The term ‘cloud washed’ was originally borrowed from the environmental movement’s coined term ‘green washed,’ which drew attention to businesses that were marketing their products as green without meeting any environmental standard. Cloud washing is a similar practice as software companies brand products with the buzzword ‘cloud’ without fundamentally changing the way they develop and support their software.

Vagueness around the definition of ‘cloud’, which in its most diluted form is a metaphor for ubiquitous network connectivity, facilitates cloud washing practices. Typically, businesses engaged in cloud washing take software designed for static on-premises deployment, wrap it in a virtual machine, allow businesses to deploy it on public cloud IaaS instances and pay by the hour to operate it.

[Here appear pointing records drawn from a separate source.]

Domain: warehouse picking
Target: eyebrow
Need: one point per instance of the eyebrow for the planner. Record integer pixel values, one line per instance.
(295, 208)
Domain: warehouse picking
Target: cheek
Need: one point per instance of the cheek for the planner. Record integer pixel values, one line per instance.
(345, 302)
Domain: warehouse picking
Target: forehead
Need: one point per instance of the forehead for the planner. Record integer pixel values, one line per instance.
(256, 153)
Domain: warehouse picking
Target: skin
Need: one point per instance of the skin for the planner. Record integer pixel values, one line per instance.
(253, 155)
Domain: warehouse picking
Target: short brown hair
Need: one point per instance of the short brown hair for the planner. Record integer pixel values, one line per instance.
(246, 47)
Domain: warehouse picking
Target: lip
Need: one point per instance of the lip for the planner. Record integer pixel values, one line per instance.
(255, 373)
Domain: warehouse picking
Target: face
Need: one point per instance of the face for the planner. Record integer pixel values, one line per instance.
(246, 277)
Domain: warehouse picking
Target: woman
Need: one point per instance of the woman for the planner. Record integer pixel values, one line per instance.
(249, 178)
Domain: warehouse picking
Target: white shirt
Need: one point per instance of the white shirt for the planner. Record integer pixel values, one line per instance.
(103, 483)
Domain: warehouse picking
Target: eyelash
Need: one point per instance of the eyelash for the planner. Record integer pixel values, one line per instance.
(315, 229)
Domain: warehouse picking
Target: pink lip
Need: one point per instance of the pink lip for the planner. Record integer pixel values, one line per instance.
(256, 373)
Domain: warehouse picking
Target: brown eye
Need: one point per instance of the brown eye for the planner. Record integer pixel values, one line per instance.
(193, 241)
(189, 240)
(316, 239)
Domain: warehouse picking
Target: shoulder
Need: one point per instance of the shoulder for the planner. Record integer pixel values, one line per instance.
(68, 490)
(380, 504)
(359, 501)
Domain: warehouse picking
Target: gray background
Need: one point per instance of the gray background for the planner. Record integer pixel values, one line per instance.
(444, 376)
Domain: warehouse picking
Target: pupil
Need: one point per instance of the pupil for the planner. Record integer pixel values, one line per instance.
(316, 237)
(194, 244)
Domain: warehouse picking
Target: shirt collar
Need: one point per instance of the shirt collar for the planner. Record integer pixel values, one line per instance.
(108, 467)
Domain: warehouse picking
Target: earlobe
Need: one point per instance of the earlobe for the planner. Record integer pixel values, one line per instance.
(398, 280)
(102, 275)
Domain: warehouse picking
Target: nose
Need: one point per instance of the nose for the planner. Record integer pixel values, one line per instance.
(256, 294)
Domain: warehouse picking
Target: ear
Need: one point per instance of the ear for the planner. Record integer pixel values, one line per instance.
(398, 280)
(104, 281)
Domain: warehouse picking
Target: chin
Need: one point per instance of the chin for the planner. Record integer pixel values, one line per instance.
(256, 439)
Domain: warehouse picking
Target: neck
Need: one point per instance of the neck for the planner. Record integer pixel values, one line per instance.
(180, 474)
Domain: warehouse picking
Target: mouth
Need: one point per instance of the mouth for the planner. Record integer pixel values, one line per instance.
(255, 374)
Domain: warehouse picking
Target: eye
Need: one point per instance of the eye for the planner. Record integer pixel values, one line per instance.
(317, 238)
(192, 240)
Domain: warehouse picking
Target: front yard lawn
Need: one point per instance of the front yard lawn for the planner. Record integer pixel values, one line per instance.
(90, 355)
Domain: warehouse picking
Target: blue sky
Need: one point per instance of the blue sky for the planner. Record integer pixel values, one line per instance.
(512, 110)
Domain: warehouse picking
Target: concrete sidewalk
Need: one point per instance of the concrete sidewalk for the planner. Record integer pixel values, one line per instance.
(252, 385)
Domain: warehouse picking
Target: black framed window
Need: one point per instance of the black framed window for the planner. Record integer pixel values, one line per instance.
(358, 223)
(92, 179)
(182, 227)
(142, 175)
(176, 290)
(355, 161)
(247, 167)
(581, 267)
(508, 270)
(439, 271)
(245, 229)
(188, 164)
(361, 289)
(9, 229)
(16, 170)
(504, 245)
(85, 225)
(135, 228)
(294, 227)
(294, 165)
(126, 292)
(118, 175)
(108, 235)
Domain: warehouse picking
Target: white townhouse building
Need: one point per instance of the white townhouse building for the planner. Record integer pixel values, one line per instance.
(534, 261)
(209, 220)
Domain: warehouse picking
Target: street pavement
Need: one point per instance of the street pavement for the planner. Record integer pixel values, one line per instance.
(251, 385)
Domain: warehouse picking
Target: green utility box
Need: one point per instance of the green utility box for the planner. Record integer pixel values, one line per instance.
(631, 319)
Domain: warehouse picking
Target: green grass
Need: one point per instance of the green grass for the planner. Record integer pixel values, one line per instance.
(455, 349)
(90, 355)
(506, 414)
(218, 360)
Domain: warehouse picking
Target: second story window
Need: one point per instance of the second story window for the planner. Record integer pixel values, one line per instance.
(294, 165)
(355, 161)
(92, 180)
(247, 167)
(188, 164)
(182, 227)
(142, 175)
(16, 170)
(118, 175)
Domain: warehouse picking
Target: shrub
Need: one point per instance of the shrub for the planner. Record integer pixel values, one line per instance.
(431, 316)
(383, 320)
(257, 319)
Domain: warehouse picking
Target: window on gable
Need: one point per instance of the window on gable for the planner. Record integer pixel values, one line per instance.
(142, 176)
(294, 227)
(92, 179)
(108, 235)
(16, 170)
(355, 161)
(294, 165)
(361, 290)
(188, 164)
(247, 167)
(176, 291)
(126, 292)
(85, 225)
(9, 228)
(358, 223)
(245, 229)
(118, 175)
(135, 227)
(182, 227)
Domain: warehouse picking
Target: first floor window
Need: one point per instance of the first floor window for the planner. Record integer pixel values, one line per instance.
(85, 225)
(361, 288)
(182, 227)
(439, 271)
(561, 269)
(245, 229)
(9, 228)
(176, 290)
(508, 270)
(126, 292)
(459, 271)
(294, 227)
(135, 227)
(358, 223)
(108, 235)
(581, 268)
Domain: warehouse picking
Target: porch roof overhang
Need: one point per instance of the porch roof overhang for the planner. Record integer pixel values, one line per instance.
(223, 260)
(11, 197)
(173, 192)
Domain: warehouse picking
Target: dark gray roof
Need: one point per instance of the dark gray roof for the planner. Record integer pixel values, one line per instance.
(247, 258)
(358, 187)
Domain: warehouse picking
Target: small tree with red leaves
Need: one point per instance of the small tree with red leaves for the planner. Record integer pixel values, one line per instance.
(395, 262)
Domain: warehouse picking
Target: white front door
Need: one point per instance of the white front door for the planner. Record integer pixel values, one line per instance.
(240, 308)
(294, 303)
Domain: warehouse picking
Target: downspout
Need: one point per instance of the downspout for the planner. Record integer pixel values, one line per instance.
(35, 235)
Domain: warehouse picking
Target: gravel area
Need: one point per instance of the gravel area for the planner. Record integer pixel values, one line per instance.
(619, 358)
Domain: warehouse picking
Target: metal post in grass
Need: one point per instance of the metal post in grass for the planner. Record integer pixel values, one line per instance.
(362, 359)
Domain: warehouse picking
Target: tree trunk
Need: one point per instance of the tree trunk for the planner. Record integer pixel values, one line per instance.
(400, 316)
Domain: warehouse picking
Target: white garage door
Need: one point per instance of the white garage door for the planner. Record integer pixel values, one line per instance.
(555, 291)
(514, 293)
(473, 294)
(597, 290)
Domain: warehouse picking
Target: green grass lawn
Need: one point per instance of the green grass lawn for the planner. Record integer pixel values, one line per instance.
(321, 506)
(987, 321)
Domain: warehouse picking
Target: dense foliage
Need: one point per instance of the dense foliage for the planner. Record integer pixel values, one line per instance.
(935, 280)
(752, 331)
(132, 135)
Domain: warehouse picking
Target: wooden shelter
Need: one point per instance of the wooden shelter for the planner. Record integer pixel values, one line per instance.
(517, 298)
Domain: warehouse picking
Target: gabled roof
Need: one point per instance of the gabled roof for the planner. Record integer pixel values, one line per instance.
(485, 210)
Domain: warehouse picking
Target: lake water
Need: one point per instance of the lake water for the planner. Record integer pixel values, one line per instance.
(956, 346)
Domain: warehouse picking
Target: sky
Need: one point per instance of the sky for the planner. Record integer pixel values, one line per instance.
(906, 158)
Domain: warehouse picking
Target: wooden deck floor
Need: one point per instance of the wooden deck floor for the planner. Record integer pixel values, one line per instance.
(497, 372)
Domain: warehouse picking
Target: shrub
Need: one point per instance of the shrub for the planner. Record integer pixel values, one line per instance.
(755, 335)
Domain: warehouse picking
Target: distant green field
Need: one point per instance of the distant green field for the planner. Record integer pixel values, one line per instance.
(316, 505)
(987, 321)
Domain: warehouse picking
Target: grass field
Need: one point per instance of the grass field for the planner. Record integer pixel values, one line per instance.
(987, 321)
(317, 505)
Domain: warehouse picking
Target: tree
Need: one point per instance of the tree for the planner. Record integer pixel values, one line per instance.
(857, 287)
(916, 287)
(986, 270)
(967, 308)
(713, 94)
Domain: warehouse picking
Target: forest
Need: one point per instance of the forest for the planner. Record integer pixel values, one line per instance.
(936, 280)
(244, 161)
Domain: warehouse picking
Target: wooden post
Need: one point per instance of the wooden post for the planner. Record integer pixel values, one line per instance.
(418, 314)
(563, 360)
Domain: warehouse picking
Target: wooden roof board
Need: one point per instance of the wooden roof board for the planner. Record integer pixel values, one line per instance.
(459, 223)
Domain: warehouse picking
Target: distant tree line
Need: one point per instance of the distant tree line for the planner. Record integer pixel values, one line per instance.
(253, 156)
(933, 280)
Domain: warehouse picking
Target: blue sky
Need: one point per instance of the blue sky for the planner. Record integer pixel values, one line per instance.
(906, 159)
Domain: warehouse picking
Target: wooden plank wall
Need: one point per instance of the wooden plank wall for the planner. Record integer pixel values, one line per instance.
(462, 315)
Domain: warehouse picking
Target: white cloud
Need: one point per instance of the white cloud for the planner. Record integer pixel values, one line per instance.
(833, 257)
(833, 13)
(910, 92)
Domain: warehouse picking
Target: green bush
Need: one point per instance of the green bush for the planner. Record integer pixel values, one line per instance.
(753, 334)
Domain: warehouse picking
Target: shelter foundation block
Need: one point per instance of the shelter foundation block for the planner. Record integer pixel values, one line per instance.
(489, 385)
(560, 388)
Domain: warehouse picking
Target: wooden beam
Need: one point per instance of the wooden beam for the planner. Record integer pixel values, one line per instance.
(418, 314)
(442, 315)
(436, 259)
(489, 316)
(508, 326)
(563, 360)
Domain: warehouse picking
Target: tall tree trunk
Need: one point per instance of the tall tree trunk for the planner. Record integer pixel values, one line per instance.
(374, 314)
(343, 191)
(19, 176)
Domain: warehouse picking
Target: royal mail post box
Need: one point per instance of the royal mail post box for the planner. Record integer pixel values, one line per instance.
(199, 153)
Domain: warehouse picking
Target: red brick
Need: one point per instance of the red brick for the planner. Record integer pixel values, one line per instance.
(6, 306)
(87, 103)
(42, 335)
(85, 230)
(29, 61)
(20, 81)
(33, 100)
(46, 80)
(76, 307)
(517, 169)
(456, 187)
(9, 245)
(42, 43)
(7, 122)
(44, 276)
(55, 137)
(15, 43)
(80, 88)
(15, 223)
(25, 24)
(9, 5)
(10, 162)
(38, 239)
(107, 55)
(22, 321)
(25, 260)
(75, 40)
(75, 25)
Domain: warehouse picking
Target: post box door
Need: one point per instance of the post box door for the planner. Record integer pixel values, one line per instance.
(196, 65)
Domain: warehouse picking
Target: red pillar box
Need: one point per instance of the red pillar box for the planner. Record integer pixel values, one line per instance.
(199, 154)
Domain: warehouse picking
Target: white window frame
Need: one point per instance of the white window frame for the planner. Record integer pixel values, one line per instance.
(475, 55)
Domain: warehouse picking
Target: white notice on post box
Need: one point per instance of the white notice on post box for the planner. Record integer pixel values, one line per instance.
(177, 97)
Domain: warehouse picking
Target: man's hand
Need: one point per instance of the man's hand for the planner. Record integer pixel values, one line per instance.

But this is not what software innovators mean when they say ‘cloud’ and there are some very significant services missing from cloud washed software, especially for businesses. Automatic upgrades, maintenance and scalability: SaaS (Software as a Service) is a type of cloud software often used by businesses. Designed from the beginning for the cloud, true SaaS is managed and maintained for users across multiple levels of redundancy with multi-tenant architecture.

SaaS vendors take ultimate responsibility for operation of the environment, giving customers a virtualised infrastructure with continuous access to the latest product releases without impacting customisations. Also, SaaS automatically scales according to load for you, spinning up or down virtual machines as load dictates and load balancing across multiple instances. You’ll know if your software isn’t truly cloud-based if you or your IT department is responsible for software upgrades and managing virtual machine instances.

Cost savings through network automation: With network automation capabilities used by SaaS vendors, many labour-intensive tasks and processes can be mechanised. From automatic deployment to routine maintenance, network-enabled automation reduces business costs by reducing human involvement.

But that’s nothing compared to the cost savings gained from the scaling capacities of SaaS. With hundreds or even millions of customers served by a common infrastructure rather than dedicated independent infrastructures, SaaS vendors enter economies-of-scale, reducing overall costs with every additional user and passing that savings on.

A final advantage of true SaaS in regard to cost savings is the way it’s billed. Often called ‘pay-per-use’ or subscription billing, it is much easier to track and charge per user with SaaS and scale up or down depending on active users of the software. So you are only charged for what you actually use. The onus is on the vendor to provide value associated with an outcome rather than simply delivering software as a component of the solution.

High-availability and global performance: Software failures happen. However, resiliency and high availability are characteristics of any well-designed SaaS, which automatically switches to a redundant or standby server in case of failure. And, with SaaS, you can expect the same performance of the software no matter the local infrastructure, as long as you are somewhere in the internet-connected world.